SORU: Cumhurbaşkanı Erdoğan kanun teklifine tepki gösterdi fakat konuşmasının devamında anayasaya eklenmesine yönelik bir çağrısı oldu. Sosyal medyada özellikle CHP’nin bu başörtüsü adımıyla “gol yediği” değerlendirmeleri yapılıyor. Siz gol yediğinizi düşünüyor musunuz?
Meseleyi bir futbol maçına, gol atmaya, gol yemeye indirgemek kadar bu inancından dolayı başını örtmüş kişilere yapılabilecek büyük bir saygısızlık yok. Bir lider çıkıyor ve her konuşmasında “Bu konuda bizim geçmişte hatalarımız oldu” diyor. Bu hatalarla yüzleşmenin ve zarar gören insanlarla helalleşmenin önünde atılan böyle bir adımı, “Siz gol atıyordunuz, karşı taraf da ‘gel anayasa değiştirelim’ diyerek size gol attı” gibi değerlendirmeler hem meseleyi küçümsemek hem de iyi niyet suistimali. Bu konuyu kendi vicdanında tartışan ve önem atfeden insanlar da bunun bir futbol maçına benzetilip, “goller atılıyor goller yeniliyor” diyerek kendi inanç ve giyimleri üzerinden tartışılmasından rahatsız olacaklardır.
SORU: Cumhurbaşkanı Erdoğan’ın anayasa açıklamasının ardından siz bir tweet attınız ve “Yeni Anayasa, yeni Meclisin işi olacak” dediniz. Sizin ardınızdan CHP lideri Kılıçdaroğlu ise “Başörtülü kadınların hak ve özgürlüklerine kavuşması için önerdiğimiz bu kanuni zırhı sen destekle Erdoğan; eğer arkasında yine kurnaz bir ajanda çıkmazsa tabii ki Alevi vatandaşlarımız dahil, hak ve özgürlükler konusunda getireceğiniz öneriye her türlü desteği vermeye hazırız” dedi. Bu iki açıklamada çelişki olduğu yönünde değerlendirmeler vardı. Sizce çelişki var mı?

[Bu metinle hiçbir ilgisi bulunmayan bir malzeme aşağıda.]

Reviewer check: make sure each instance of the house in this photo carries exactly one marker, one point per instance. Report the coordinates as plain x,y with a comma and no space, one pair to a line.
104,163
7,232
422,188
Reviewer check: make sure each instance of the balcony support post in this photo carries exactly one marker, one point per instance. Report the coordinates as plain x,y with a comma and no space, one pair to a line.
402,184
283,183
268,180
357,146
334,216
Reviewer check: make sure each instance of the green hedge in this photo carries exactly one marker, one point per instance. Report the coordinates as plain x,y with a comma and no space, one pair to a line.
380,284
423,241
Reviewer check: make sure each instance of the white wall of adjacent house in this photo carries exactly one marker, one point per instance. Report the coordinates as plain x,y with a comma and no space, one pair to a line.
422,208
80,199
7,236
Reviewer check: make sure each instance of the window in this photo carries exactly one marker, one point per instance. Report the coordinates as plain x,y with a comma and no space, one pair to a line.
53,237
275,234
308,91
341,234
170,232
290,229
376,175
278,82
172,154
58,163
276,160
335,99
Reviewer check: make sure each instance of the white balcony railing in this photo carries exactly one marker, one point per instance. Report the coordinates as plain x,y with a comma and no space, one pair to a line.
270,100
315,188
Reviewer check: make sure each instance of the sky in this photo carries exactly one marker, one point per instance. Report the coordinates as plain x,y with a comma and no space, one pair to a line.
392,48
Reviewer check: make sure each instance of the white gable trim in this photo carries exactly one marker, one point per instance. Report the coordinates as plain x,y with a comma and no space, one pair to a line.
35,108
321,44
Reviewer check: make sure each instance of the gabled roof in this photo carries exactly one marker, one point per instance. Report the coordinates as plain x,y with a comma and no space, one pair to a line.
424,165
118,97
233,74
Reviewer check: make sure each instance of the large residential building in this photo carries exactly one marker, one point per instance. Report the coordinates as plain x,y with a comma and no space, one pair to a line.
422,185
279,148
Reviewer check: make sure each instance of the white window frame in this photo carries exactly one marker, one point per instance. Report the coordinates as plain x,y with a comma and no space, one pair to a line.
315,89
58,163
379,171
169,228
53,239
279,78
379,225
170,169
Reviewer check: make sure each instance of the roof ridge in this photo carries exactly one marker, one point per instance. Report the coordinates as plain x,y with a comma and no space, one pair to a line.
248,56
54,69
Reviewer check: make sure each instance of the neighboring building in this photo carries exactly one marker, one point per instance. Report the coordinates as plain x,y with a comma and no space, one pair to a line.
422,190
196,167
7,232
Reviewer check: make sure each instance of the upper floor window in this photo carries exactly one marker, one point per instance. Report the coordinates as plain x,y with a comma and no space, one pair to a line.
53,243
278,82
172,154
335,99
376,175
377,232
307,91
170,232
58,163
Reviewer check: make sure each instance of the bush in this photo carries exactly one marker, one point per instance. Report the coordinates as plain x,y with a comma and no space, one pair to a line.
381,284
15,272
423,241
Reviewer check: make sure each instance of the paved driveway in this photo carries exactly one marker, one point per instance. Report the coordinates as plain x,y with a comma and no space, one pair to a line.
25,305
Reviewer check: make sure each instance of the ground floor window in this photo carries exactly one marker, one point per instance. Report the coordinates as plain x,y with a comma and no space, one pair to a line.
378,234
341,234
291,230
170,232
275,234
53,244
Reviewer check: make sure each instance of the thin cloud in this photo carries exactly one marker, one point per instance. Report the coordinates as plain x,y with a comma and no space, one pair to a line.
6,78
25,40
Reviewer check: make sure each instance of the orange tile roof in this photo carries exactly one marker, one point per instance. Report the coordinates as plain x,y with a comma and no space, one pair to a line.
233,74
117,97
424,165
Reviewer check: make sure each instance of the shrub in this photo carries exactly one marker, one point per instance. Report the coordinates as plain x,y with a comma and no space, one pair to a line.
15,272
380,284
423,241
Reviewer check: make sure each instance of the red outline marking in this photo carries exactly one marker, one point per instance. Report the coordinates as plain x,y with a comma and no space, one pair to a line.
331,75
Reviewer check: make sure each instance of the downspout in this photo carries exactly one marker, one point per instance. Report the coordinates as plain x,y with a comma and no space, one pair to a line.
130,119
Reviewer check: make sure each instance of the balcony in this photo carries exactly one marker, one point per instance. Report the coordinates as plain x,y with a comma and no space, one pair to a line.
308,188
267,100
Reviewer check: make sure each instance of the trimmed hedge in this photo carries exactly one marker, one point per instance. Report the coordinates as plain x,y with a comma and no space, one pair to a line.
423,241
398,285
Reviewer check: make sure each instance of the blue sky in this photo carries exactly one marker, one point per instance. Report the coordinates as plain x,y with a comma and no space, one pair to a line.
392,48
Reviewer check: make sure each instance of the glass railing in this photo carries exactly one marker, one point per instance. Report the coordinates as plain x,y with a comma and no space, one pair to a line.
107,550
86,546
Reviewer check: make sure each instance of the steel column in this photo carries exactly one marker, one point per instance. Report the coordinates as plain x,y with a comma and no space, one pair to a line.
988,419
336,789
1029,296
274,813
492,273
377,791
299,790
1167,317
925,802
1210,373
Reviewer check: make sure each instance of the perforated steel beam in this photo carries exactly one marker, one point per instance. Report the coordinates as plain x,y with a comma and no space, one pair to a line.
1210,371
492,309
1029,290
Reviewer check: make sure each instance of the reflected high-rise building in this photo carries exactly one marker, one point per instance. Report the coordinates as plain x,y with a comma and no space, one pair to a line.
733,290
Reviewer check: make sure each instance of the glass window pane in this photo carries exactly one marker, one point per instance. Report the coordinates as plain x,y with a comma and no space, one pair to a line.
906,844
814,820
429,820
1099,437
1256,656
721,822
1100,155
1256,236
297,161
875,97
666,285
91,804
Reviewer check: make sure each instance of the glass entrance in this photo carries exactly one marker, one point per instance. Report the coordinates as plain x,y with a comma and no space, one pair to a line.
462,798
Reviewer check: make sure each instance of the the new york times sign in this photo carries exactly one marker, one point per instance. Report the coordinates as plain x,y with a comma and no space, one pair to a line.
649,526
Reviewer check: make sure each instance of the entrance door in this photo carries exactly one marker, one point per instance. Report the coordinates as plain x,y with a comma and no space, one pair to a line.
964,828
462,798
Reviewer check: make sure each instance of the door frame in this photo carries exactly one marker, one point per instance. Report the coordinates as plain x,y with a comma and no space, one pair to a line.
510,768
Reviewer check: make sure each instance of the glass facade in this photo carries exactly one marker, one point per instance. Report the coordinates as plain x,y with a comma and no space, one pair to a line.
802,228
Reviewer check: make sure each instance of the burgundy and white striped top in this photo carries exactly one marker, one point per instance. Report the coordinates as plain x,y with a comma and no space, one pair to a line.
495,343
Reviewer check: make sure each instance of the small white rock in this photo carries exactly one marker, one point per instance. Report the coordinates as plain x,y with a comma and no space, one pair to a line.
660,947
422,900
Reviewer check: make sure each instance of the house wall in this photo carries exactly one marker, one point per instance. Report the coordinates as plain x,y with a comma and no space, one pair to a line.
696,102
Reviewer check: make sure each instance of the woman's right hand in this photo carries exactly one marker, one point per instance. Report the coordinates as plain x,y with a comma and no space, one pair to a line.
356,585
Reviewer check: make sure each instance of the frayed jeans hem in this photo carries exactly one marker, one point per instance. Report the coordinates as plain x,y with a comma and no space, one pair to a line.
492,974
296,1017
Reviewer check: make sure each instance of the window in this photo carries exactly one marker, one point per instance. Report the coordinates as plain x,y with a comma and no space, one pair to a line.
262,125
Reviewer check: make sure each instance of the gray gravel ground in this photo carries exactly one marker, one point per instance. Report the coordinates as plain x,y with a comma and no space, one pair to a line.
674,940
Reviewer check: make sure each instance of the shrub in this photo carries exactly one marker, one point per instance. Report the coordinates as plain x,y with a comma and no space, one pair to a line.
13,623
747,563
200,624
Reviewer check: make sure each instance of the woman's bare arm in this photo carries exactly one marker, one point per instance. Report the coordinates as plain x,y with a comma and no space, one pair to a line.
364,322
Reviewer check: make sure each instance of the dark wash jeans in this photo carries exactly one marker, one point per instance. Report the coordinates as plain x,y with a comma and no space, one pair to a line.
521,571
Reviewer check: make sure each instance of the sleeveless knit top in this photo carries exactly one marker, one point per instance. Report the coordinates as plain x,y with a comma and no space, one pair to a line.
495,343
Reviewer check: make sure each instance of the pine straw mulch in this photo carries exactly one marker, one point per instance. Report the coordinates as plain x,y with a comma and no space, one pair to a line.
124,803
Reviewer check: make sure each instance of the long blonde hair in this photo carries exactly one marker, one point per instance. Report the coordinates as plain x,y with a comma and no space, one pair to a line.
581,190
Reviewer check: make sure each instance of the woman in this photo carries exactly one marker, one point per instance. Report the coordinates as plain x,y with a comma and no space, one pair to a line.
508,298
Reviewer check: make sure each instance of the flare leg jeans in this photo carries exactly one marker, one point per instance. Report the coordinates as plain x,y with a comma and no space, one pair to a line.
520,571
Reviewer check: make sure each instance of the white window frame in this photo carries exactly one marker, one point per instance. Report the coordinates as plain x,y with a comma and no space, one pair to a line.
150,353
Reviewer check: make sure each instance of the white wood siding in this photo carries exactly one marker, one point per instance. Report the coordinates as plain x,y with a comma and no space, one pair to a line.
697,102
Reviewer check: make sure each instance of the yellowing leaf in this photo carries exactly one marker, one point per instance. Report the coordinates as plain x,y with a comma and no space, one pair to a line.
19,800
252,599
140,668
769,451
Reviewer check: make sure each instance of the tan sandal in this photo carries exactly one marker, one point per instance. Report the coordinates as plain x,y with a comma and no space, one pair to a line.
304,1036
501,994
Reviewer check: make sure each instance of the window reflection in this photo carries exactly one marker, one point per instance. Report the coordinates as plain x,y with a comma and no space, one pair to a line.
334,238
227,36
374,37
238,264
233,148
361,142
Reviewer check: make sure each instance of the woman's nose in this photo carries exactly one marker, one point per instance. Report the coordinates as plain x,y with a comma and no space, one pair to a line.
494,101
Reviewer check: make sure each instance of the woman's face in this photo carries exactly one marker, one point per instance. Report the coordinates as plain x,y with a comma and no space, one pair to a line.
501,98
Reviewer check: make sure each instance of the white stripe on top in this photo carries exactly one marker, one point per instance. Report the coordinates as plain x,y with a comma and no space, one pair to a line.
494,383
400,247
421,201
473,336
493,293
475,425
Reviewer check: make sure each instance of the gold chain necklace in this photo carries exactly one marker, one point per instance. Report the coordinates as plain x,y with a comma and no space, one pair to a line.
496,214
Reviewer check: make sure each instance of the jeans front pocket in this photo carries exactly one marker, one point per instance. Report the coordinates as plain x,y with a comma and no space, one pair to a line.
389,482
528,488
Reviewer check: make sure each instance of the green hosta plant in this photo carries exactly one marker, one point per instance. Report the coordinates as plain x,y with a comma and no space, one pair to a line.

Çelişki olduğunu düşünmüyorum. Ömer Çelik’in açıklaması okunduğunda Adalet ve Kalkınma Partisi’nin grup toplantısında böyle bir adımı öngörüyorduk. Sayın Genel Başkan salı günü Meclis’ten ayrıldığı sırada “bir anayasa değişikliği teklifi olursa ne yaparız” konusunda, “her gün anayasayı değiştiren birisiyle anayasayı değiştirecek değiliz” yaklaşımı, sayın genel başkana ait bir yaklaşım ve bu yaklaşımını kamuoyuna duyurmak açısından bu tweeti attık. Sayın genel başkanın tweetinin ilk cümlesi de başörtüsü meselesini çözmek için yasal düzenlemenin yeterli olduğunu söylüyor ve destek istiyor. Burada anayasa değişikliğine ihtiyaç olduğu gibi bir vurgu yok. Devamında da Alevilerle ilgili özgürlükçü bir şey yapacaksan ona her zaman destek vermeye hazırız diyor.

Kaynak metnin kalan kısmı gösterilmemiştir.